On the even more economical end, SteelSeries announced its Free Touchscreen Gaming Controls in late December -- a $20 set of three buttons and an analog stick that attach to your touchscreen device by suction cups made of conductive rubber; you'd place them on top of a game's touchscreen gamepad overlay to translate your inputs into touch. It certainly sounds somewhat wacky, but it's an interesting attempt to circumvent the lack-of-proper-standards problem with clever hardware design.

None of the above peripherals might be quite the sexy, futuristic vision of Games In The Future that we hope to see at CES every year, but they might be good enough for 2013, especially if you're perfectly happy with your smartphone or tablet except for when it comes to core-oriented titles that demand to be played with a proper gamepad. (I, for one, would love to have a wireless gamepad for my iPad that Just Works.)

Testing the Next Console Generation

While hardware giants like Nvidia and Razer are making ambitious plans for the future by showing neat tech now, the longer it takes for those plans to come to fruition, the more likely that someone else -- maybe Apple, maybe Microsoft, maybe one of their respective competitors -- will disrupt them with something newer still.
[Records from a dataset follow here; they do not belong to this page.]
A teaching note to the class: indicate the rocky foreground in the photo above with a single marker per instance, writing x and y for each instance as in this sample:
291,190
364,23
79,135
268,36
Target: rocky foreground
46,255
But it's clear that, however their methods may differ, each of these hardware manufacturers has identified the same opening in the market -- the Same Game (or game experience), Different Device problem -- and how well or how poorly Microsoft, Sony, and Nintendo tackle that issue might just determine whether their dedicated game consoles return to the forefront of the industry or fade a little bit further to the background.